Regarding size of individual facial dimensions, various studies (which typically have used manual or digital calipers to measure distances between specific landmarks, such as the glabella, tragus, stomion, and gnathion) have reported that patients with schizophrenia have abnormal head circumference, greater skull base width, greater nasion-stomion height, smaller biocular diameter, greater interpupillary distance, smaller nasal width, smaller width of the mouth, and smaller cheilion-menton distance.8,9,15,17,18
McGrath et al19
evaluated facial measurements of 180 case-control pairs, matched by age and gender. They found that patients had greater skull base width, greater tragus-subnasale depth, and greater tragus-gnathion depth than controls. In terms of facial heights, patients had smaller glabella-subnasale, glabella-stomion, and glabella-gnathion measures. Lane et al9
assessed facial measurements in 174 patients and 80 matched controls, and patients were found to exhibit overall narrowing and elongation of the mid- and lower face. Compton et al86
found that female patients had a greater midfacial depth (tragus-subnasale) compared with female controls, whereas male patients had lesser upper facial (trichion-glabella) and lower facial (subnasale-gnathion) heights compared with male controls.
Hennessy et al87
compared craniofacial shape (rather than facial measurement lengths) by applying geometric morphometrics to 3D reconstructions88
derived from the data of Lane et al.9
Facial shapes were predictive of both gender and diagnostic group status, and there was a strong gender by diagnosis interaction. For both genders, patients exhibited a wider skull base, shortened upper midfacial height, and lengthened lower midfacial height compared with controls. Sex-specific asymmetries were noted; eg, male controls exhibited more directional asymmetry than male patients, whereas female patients exhibited more directional asymmetry than female controls. This group also is using 3D laser surface imaging and geometric morphometrics of craniofacial shape, as described in a recent publication.89
This methodology revealed that compared with controls, patients evidenced an overall widening and vertical shortening of the face, narrowing and reduction of the mid- and lower face, and widening of the mandible. Buckley et al12
evaluated 65 anthropometrically derived landmarks using 3D facial images in 14 patients with schizophrenia and 11 controls and found an overall elongation of the face.

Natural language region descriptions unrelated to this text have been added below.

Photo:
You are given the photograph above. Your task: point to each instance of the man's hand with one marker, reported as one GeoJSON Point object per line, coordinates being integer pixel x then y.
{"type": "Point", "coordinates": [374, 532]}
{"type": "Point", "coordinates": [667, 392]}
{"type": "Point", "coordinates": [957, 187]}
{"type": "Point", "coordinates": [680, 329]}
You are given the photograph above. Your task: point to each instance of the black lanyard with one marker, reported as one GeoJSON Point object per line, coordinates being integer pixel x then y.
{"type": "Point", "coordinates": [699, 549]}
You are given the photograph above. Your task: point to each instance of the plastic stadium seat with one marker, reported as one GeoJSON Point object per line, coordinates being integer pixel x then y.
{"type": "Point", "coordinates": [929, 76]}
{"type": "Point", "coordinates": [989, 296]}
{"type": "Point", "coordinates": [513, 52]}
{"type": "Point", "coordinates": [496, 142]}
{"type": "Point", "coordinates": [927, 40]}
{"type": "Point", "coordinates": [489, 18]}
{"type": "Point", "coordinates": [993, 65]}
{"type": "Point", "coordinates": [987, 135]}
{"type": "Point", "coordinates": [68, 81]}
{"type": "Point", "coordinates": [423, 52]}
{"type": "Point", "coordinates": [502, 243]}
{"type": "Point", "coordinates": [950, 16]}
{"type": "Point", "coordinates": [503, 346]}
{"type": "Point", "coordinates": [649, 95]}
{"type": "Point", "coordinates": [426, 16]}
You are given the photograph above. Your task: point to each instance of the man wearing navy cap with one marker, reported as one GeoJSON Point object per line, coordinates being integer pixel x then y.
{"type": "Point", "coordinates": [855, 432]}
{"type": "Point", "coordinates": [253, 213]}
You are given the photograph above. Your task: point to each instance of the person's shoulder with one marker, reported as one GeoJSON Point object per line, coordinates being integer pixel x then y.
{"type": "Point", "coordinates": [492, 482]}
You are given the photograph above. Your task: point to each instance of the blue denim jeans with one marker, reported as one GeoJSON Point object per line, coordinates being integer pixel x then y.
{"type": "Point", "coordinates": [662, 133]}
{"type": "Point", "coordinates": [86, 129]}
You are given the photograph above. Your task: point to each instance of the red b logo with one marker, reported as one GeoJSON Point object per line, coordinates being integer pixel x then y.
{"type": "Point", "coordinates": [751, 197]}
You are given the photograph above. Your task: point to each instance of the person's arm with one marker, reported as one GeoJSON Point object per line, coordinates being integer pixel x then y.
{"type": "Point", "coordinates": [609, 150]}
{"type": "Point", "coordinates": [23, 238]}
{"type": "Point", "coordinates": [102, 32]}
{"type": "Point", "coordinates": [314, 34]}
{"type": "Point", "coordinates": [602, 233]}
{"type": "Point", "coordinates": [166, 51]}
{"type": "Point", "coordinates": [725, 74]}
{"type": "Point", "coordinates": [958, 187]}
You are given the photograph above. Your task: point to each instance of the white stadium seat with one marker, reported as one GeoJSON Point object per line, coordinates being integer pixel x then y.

Studies involving facial measurements may be of particular interest given that the face and some regions of the brain develop in concert from the same ectodermal tissue.9,56,60,90
Other neurodevelopmental disorders, such as VCFS, Down syndrome, and fetal alcohol syndrome also involve malformations of facial features concurrent with brain development, but they are much less subtle than those observed in schizophrenia.91
For example, the characteristic facial features of VCFS include elongation of the face, prominent nose with narrow alar base and squared nasal root, retruded mandible with chin deficiency, and microcephaly.91
Ongoing research on the genetics of craniofacial development may shed light on the underlying genetic links between MPAs and schizophrenia; eg, human cranioskeletal development has been linked to fibroblast growth factor receptor (FGFR) genes,92
and therefore, allelic variations underlying FGFR genotypes represent potentially relevant loci, among many others.